3. New User Interface for Structured Streaming
Web UI in Apache Spark 3.0 comes with an extra tab which is dedicated to Structured Streaming and simplifies monitoring over streaming jobs.
This tab displays scheduling delay and processing time for each micro-batch in the data stream, which can be useful for troubleshooting the streaming application – Spark Docs
The statistics page of a particular streaming query currently contains five metrics:
- Input Rate
- Process Rate
- Input Rows
- Batch Duration
- Operation Duration

4. More than 30 new built-in functions
Spark 3.0 comes with a bunch of new built-in functions, from bit counts to hyperbolic functions (e.g. hyperbolic sin/cos/tan) and csv operations. For the full list of newly added functions refer to the release notes
5. Hydrogen: Deep Learning improvements
It is well known that in order to build AI/ML models that perform really well, you will need massive amounts of data to train these models on. And one of the biggest challenges in the few past years was the compatibility between data processing frameworks (like Spark) and distributed Deep Learning frameworks. While Spark jobs are split into multiple independent tasks, most of the Deep Learning frameworks use quite different logic when it comes to execution (e.g. tasks are dependent to each other).

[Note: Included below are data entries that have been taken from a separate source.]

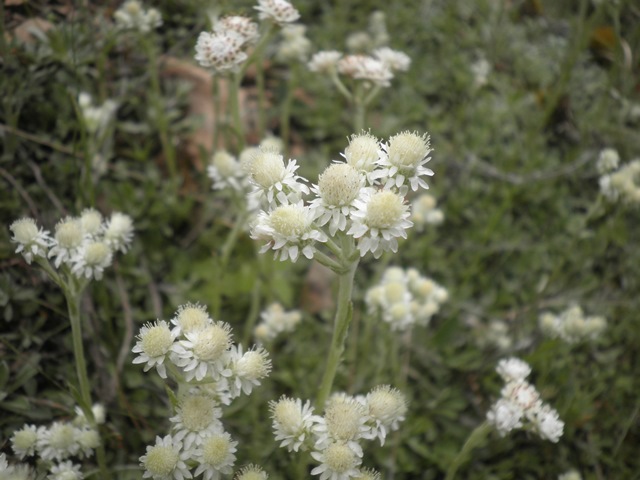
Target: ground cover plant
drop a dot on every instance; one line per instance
(333, 240)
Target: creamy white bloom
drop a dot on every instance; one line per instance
(118, 232)
(58, 442)
(273, 181)
(404, 160)
(505, 416)
(289, 230)
(32, 241)
(204, 353)
(155, 342)
(338, 188)
(247, 369)
(337, 462)
(379, 219)
(325, 61)
(197, 417)
(221, 51)
(292, 422)
(24, 441)
(278, 11)
(91, 259)
(165, 460)
(216, 456)
(513, 369)
(65, 471)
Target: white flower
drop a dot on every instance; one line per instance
(204, 353)
(65, 471)
(363, 67)
(58, 442)
(289, 230)
(324, 61)
(91, 259)
(608, 161)
(216, 456)
(404, 160)
(393, 59)
(32, 241)
(221, 51)
(251, 472)
(118, 232)
(191, 317)
(513, 369)
(386, 407)
(23, 441)
(278, 11)
(505, 416)
(344, 421)
(547, 424)
(244, 26)
(273, 180)
(197, 417)
(381, 217)
(337, 462)
(165, 461)
(292, 422)
(338, 187)
(155, 341)
(247, 369)
(131, 15)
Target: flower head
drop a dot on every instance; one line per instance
(404, 160)
(164, 460)
(155, 341)
(289, 230)
(292, 422)
(381, 217)
(278, 11)
(32, 241)
(216, 456)
(118, 232)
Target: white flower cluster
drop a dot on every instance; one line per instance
(405, 298)
(200, 352)
(362, 197)
(520, 405)
(56, 444)
(424, 212)
(132, 16)
(377, 69)
(224, 49)
(619, 183)
(334, 438)
(572, 325)
(83, 245)
(274, 321)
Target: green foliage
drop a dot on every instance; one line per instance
(525, 230)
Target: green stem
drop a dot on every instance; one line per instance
(340, 332)
(285, 113)
(475, 439)
(72, 295)
(234, 105)
(158, 108)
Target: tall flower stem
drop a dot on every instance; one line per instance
(341, 323)
(475, 439)
(72, 295)
(234, 106)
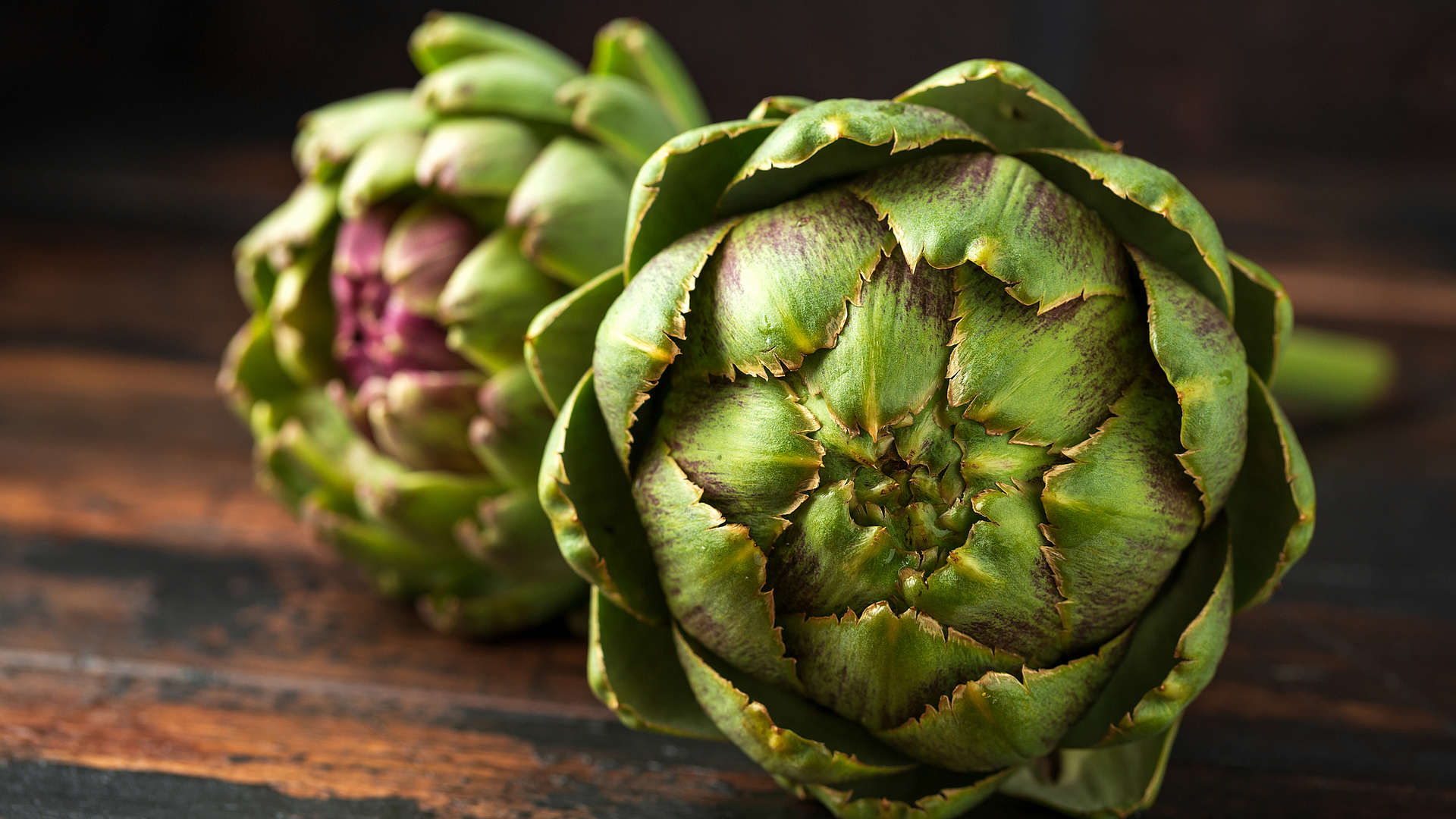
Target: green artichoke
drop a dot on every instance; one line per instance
(949, 445)
(382, 372)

Project Hydrogen is a Spark initiative that aims to unify big data processing and machine learning model training and is split into three main sub-sections:
- Barrier execution mode
- Optimized data exchange
- Accelerator-aware scheduling
The initial implementation of Barrier execution mode was made available in Spark 2.4 while the work for the other two pillars were under development.

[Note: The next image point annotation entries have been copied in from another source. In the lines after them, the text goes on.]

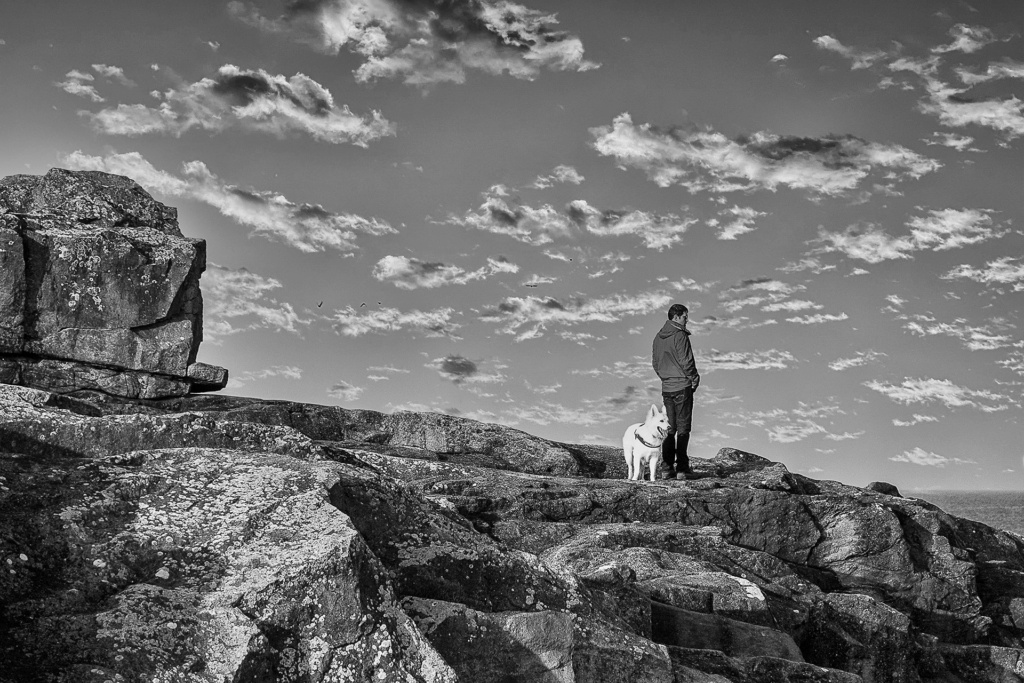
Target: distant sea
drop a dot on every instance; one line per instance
(1001, 509)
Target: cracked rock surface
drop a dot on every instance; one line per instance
(226, 539)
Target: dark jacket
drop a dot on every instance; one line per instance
(673, 358)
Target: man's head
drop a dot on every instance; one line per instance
(678, 312)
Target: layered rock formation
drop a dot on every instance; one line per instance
(219, 539)
(98, 289)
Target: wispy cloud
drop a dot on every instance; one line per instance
(951, 228)
(460, 370)
(657, 230)
(974, 337)
(115, 74)
(994, 72)
(239, 380)
(938, 229)
(308, 227)
(431, 42)
(860, 57)
(818, 318)
(383, 373)
(1006, 270)
(967, 39)
(915, 420)
(942, 391)
(798, 424)
(412, 273)
(344, 391)
(560, 174)
(80, 84)
(239, 300)
(957, 142)
(502, 214)
(705, 160)
(352, 323)
(954, 108)
(250, 99)
(757, 292)
(516, 312)
(858, 359)
(713, 359)
(735, 221)
(928, 459)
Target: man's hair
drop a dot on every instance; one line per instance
(677, 309)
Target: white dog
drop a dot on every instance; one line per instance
(642, 442)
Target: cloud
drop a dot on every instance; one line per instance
(536, 280)
(918, 419)
(957, 142)
(861, 58)
(967, 39)
(501, 215)
(865, 242)
(636, 369)
(253, 100)
(1006, 270)
(938, 230)
(798, 424)
(412, 273)
(115, 74)
(975, 338)
(351, 323)
(1015, 363)
(516, 312)
(559, 174)
(741, 221)
(713, 359)
(658, 231)
(792, 305)
(237, 301)
(308, 227)
(928, 459)
(995, 71)
(79, 83)
(239, 380)
(952, 228)
(858, 359)
(954, 108)
(344, 391)
(942, 391)
(383, 373)
(705, 160)
(428, 42)
(818, 318)
(460, 370)
(757, 292)
(808, 263)
(541, 225)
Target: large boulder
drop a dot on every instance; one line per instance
(98, 288)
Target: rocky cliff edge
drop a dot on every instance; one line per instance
(210, 538)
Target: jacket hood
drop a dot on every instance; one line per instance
(671, 329)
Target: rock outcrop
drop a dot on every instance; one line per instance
(214, 538)
(98, 289)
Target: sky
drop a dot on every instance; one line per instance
(485, 208)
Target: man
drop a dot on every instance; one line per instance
(673, 359)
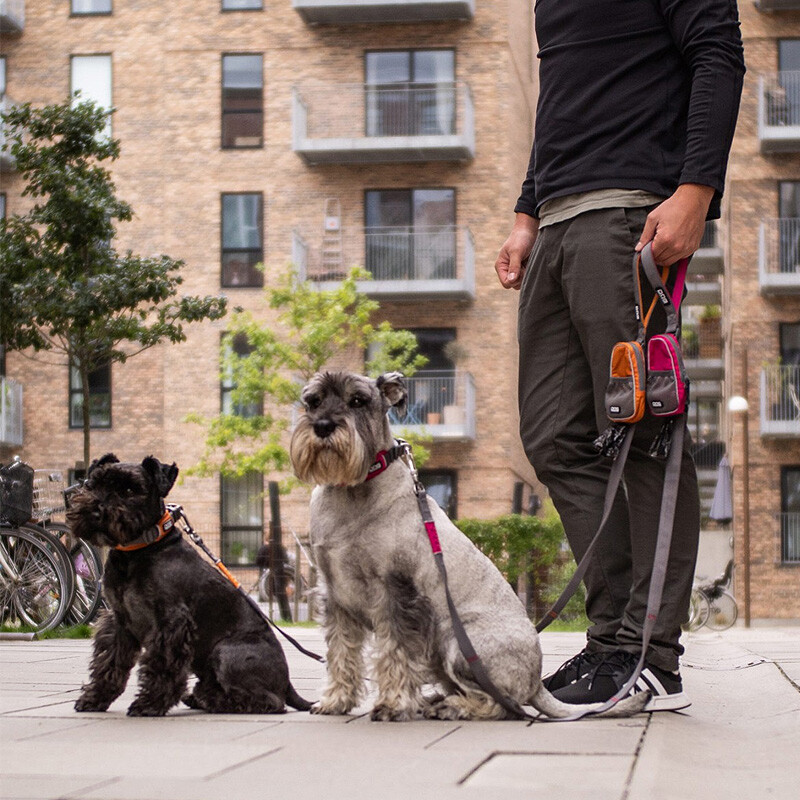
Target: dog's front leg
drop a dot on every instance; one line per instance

Spark 3.0 comes with an enhanced scheduler that makes the cluster manager accelerator-aware. Deep Learning frameworks are hugely dependent on accelerators such as GPUs that help them accelerate their workloads. Spark is now able to identify available GPUs and assign them to tasks properly.

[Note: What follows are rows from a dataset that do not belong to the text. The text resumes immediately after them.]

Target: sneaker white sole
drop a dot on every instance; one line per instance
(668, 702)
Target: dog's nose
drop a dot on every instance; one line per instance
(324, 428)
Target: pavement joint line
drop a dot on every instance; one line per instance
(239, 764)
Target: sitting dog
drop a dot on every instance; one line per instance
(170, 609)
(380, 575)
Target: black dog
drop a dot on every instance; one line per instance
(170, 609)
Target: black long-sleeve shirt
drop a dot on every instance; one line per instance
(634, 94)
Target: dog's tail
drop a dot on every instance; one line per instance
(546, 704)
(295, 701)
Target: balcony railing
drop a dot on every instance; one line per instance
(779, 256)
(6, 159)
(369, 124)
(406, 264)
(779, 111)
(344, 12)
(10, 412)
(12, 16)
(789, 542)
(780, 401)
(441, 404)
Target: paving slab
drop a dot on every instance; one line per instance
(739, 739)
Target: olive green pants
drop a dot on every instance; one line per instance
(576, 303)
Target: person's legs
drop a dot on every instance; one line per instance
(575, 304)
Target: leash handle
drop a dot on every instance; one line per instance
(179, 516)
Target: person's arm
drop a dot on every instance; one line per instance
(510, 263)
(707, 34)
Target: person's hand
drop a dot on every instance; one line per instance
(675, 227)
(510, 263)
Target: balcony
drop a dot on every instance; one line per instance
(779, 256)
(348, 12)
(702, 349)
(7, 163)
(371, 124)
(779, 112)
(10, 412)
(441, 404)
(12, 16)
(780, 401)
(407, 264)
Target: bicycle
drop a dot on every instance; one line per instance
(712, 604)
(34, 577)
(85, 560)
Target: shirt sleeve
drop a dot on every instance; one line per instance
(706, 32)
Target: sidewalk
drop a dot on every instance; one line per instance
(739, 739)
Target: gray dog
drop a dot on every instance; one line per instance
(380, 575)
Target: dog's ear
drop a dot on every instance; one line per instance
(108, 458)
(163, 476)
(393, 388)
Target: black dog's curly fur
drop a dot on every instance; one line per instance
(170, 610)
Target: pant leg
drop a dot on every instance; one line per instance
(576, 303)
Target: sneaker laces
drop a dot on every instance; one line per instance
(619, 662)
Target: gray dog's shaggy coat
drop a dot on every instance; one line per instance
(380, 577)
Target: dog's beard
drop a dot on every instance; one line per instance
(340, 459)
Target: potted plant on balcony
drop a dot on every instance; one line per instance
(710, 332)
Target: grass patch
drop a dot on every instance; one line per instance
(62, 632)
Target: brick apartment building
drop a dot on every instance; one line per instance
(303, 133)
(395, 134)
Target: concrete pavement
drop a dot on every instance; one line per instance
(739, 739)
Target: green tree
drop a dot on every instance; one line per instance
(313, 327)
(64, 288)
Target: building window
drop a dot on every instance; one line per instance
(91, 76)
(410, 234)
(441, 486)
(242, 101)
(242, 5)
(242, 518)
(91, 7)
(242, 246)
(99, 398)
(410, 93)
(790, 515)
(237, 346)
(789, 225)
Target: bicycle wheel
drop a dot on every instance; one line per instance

These are great news for people who were previously struggling to were using Spark to load and process the data but they then had to use alternative solutions for training their models since Spark wasn’t aware of the GPUs in the cluster.
Spark 3.0.1
In early September, the first maintenance release (3.0.1) was also made available and it mostly contains stability fixes. Make sure to keep an eye on the latest releases to ensure that you won’t hit any recent bugs.
Conclusion
The newest major version of Spark comes with numerous features and performance improvements and considering to upgrade to the latest version is definitely a wise choice. In this article only a few subset of the new features of Apache Spark 3.0 was discussed. For the full list of features refer to the official documentation.